The first Horns game was last Saturday in Austin and, much to my surprise, I found a first class LFS. Amazonia @ 4391 Airport Boulevard - 512-451-0958.


This comment is unusual but the store was very clean and the tanks well maintained (they probably had over 100 20G tanks).


This comment is unbelievable but both employees which were present were very, very knowledgeable with respect to both fish and plants (I believe that the gal who owns the place only hires folks who work for her because they enjoy fishies and plants).


I went by the store at approximately 10:00 A.M. Saturday morning, the game did not start until 6:00 P.M., and I was not coming home until Sunday morning.
They were out of battery powered air pumps and it is 3 hours from Austin to San Angelo (226 miles).
Amazonia does not open until noon on Sundays.

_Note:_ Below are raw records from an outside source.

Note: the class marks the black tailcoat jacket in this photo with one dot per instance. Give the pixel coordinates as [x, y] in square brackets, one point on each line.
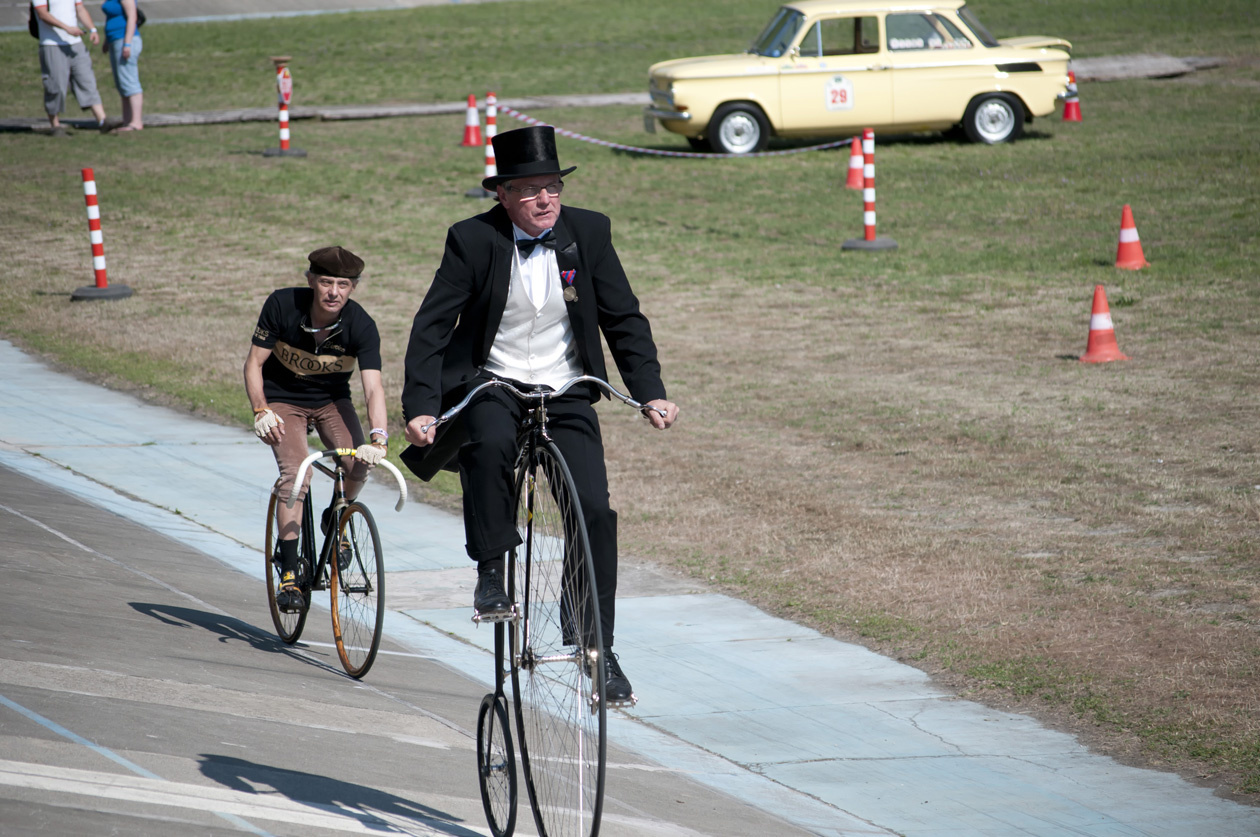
[456, 324]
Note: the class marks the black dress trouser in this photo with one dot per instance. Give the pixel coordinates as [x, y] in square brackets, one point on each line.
[486, 463]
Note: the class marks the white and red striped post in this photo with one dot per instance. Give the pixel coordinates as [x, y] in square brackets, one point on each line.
[101, 290]
[284, 96]
[870, 241]
[492, 129]
[285, 86]
[93, 227]
[492, 169]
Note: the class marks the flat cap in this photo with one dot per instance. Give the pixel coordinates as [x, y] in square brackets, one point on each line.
[335, 261]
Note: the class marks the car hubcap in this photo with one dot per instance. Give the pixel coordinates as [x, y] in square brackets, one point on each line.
[994, 120]
[740, 132]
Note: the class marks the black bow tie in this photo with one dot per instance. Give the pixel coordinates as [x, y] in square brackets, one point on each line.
[527, 245]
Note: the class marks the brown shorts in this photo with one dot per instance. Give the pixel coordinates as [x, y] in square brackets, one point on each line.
[337, 425]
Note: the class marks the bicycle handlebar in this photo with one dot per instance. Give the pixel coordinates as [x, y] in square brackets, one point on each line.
[343, 451]
[539, 395]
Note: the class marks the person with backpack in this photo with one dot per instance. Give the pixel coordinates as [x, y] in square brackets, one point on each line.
[64, 62]
[122, 43]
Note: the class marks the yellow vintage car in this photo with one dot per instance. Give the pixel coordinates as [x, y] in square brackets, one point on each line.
[828, 68]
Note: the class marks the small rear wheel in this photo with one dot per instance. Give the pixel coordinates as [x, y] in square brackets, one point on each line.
[738, 127]
[289, 625]
[358, 589]
[497, 765]
[994, 117]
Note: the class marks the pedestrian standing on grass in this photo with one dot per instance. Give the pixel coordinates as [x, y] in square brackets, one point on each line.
[522, 295]
[297, 375]
[64, 62]
[124, 43]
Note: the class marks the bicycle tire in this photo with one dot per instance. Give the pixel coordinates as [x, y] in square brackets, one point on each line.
[557, 691]
[358, 589]
[497, 765]
[289, 625]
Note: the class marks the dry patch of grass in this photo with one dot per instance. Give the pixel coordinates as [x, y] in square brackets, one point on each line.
[1071, 540]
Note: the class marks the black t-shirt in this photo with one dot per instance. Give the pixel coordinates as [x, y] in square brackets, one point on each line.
[300, 371]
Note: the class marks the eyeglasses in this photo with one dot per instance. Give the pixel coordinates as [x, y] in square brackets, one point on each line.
[528, 193]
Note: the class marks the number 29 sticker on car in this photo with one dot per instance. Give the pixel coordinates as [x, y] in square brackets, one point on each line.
[839, 93]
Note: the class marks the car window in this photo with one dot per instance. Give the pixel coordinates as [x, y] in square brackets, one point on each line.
[774, 39]
[841, 37]
[977, 27]
[924, 30]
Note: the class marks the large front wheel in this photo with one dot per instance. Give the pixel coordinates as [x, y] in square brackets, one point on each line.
[289, 624]
[557, 677]
[358, 589]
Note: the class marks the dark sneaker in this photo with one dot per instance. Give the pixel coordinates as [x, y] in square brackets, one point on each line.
[616, 686]
[290, 598]
[490, 600]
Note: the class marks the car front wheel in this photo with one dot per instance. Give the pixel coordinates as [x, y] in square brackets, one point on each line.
[738, 129]
[993, 117]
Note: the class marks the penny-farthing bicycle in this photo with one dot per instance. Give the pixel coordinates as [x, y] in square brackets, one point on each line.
[552, 646]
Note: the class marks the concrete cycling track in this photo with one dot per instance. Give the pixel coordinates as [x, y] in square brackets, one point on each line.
[822, 734]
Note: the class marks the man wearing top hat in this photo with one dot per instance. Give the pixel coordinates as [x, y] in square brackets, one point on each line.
[297, 375]
[522, 294]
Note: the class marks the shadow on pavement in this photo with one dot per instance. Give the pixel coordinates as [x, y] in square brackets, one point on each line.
[228, 629]
[377, 809]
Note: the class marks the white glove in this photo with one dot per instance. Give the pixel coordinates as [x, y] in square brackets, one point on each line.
[265, 422]
[371, 454]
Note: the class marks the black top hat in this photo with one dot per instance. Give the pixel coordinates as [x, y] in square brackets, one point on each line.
[524, 153]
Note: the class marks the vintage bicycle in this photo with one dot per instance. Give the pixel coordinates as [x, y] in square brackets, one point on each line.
[349, 564]
[552, 646]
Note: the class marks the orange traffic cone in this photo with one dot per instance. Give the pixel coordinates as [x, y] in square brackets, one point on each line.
[1071, 103]
[856, 161]
[1101, 346]
[1128, 253]
[471, 125]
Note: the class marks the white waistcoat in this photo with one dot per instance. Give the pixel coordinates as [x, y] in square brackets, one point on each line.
[534, 343]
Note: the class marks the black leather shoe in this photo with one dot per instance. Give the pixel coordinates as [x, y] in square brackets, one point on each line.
[616, 686]
[490, 599]
[289, 596]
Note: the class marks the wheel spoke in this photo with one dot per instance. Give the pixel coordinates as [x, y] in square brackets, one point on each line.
[561, 722]
[357, 590]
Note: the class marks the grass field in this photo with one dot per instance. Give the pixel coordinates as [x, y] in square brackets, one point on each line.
[897, 449]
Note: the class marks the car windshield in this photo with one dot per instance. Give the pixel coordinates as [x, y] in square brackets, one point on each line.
[977, 27]
[774, 39]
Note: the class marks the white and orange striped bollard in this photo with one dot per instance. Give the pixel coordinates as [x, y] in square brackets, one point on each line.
[492, 169]
[101, 290]
[284, 95]
[870, 240]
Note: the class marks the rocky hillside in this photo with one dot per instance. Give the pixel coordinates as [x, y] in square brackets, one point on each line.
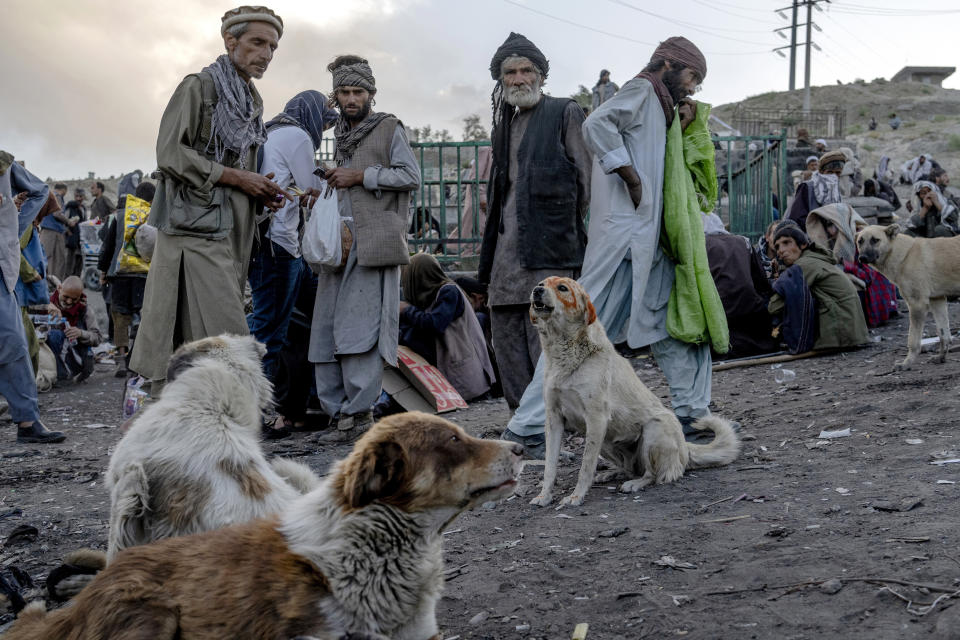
[931, 118]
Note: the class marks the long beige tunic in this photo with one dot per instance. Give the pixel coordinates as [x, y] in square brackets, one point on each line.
[195, 286]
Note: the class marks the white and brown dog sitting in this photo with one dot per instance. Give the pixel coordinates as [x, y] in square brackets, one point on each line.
[358, 557]
[192, 461]
[589, 388]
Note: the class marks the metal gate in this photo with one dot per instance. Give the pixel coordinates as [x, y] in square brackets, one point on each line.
[754, 181]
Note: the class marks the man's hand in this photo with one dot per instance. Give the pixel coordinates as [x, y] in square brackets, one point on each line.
[634, 187]
[263, 188]
[343, 178]
[687, 111]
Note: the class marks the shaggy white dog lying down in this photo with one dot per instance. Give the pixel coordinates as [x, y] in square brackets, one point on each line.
[192, 461]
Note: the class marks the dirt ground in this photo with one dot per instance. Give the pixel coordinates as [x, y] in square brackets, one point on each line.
[758, 536]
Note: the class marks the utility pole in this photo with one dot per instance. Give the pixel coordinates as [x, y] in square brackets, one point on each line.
[806, 75]
[793, 47]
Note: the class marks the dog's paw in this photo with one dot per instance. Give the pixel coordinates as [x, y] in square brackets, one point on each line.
[573, 500]
[542, 500]
[604, 477]
[635, 485]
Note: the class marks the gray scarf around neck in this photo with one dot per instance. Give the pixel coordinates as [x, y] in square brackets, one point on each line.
[349, 139]
[237, 124]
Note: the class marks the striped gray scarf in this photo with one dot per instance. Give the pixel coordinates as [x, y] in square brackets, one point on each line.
[237, 125]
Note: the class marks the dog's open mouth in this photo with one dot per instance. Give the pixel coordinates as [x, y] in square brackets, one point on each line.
[503, 486]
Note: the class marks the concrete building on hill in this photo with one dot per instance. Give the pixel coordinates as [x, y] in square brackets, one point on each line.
[924, 75]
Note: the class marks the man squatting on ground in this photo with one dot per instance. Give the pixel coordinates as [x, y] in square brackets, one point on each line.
[540, 190]
[355, 321]
[625, 271]
[18, 383]
[208, 195]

*This comment is way past unbelievable and is in a location in the Universe where even Rod Serling never visited but one of the employees offered to meet me at the store whenever was convenient for me early Sunday morning in order to bag the fish and plants which I wanted and he did not even want a credit card charge for security!!!  *

TR

BTW: This story is true. I was not smoking anything which could not be taxed; I was not taking anything prepared by a wizard of modern chemistry and I did not have any Lone Star in the suburban!


----------



## TheOldSalt (Jan 28, 2005)

That store is kinda famous for these things. I've been there myself a couple of times, and I was fairly well impressed.


----------



## jones57742 (Sep 8, 2007)

Bump.

I have had some folks who reside near Austin ask about this thread.

TR


----------



## Suess00 (Sep 5, 2008)

thanks for the information. I will prob go there this weekened to check it out


----------